Where do I start with budgeting, if I’m not good with numbers?
Empeople makes it easy for our members to create and learn to work with their budget, using our member-exclusive financial education program. Not only is this program great for budgeting, but it will also teach you other financial practices such as savings, mortgages, investment planning, etc. The program is an interactive learning program designed with your busy schedule in mind.

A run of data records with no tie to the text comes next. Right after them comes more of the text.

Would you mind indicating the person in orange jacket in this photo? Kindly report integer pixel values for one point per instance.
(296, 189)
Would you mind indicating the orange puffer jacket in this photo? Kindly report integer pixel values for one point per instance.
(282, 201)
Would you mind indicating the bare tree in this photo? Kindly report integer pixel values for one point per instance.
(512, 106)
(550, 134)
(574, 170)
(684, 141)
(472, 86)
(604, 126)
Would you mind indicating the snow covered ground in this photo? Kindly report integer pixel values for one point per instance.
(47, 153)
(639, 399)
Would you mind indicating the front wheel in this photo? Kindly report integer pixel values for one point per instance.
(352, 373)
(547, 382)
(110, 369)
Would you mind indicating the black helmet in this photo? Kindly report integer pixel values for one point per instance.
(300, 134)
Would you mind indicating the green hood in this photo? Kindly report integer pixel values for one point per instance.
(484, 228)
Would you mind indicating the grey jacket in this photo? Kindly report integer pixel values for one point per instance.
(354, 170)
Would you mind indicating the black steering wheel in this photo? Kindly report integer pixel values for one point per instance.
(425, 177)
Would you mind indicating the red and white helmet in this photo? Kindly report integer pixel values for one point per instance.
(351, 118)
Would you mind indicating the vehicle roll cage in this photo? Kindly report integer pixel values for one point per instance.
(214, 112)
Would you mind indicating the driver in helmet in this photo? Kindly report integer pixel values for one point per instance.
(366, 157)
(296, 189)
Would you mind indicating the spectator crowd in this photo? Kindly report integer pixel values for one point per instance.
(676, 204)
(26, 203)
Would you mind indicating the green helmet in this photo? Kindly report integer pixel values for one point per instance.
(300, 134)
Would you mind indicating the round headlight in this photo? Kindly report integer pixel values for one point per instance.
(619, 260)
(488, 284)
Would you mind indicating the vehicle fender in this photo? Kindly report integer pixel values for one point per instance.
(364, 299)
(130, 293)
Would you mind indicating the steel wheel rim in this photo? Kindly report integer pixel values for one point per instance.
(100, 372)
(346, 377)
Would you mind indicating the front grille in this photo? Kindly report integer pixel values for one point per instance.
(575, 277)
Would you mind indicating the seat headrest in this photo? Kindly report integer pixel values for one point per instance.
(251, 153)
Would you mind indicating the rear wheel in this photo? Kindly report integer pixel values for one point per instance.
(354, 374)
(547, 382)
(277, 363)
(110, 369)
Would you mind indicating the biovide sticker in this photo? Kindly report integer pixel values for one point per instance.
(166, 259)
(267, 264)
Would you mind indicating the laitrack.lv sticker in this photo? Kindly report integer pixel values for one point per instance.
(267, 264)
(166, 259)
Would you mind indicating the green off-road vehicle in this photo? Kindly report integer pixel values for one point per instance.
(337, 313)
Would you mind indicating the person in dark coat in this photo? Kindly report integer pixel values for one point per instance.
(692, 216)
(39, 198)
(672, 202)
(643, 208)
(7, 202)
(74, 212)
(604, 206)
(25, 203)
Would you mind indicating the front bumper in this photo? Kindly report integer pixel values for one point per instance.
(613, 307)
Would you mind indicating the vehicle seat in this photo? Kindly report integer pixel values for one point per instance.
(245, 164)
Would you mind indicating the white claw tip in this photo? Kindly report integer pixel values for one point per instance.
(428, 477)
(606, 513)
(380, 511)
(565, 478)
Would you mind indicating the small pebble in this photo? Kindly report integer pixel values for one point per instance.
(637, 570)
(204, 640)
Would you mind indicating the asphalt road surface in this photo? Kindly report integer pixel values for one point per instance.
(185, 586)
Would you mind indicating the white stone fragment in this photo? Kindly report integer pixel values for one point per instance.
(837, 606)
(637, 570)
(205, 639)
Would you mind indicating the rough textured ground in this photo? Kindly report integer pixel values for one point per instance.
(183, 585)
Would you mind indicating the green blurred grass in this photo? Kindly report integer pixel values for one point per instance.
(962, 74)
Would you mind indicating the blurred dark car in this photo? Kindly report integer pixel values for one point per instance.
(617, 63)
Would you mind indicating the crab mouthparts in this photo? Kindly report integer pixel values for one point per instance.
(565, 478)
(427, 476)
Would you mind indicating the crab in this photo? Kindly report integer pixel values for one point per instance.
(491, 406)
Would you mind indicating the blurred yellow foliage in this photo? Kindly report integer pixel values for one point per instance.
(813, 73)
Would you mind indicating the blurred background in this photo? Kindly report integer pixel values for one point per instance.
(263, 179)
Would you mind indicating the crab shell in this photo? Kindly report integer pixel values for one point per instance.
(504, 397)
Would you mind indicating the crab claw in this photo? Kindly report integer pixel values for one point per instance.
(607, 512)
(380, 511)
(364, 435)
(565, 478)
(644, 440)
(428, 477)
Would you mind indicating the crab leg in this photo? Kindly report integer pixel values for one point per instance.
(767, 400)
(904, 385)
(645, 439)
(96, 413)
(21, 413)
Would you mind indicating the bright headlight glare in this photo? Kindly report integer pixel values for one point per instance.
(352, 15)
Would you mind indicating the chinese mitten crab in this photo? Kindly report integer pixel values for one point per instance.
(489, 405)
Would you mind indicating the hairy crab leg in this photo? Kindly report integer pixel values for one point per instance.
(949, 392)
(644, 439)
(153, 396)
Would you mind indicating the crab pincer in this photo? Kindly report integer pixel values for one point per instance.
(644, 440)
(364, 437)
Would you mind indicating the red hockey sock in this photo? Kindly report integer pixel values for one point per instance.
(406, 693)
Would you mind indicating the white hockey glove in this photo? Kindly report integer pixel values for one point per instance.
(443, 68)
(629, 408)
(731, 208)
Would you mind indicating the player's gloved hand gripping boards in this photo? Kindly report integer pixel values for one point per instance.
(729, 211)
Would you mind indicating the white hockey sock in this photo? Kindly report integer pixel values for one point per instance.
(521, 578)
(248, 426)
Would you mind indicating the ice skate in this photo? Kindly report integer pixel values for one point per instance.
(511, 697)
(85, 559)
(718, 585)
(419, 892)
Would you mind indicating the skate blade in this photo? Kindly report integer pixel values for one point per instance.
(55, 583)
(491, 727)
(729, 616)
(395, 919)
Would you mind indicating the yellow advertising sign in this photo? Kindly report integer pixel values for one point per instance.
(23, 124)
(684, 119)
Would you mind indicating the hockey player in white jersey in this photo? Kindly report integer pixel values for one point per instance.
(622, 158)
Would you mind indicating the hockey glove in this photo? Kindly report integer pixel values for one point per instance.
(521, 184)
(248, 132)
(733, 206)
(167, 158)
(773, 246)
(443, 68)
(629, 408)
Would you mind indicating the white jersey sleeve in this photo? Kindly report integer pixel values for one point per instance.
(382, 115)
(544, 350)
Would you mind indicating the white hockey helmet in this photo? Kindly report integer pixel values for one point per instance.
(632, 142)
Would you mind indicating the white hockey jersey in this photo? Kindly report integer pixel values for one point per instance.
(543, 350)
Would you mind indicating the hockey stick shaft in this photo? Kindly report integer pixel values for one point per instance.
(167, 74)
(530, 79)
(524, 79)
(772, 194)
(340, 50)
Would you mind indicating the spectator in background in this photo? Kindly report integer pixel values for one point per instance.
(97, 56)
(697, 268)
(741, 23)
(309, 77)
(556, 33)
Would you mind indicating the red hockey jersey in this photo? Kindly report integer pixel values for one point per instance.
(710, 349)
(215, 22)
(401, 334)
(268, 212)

And best of all, the program is FREE! Let Empeople help bring your financial goals more into focus.
To add to your budgeting & personal finance arsenal, Empeople Money Manager, a Personal Financial Management tool is another great way to get your budgets organized without having to do them on paper nor crunching numbers.
Money Manager is available to all Empeople members via digital banking at no charge. Allowing you to create budgets and savings strategies, track spending habits, set financial goals, monitor income, and bills, and more!
Reach out to one of our many Business Development Managers to get into the Fast Start Program.
One of the biggest reasons you should follow a budget is because you get to watch your hard work pay off in real-time. Tangible results spur inspiration and rewards you to keep going even if you’re facing some difficulties. When you look at your financial statements at the end of the year and see that you’re on track to meet your goals, surely you’ll feel a sense of pride and joy.
Remember, your budget does not have to be perfect, it is only a tool to build financially responsible habits, and to help you be aware of your spending. The best part about budgeting is that you have the freedom and flexibility to create one that fits your lifestyle.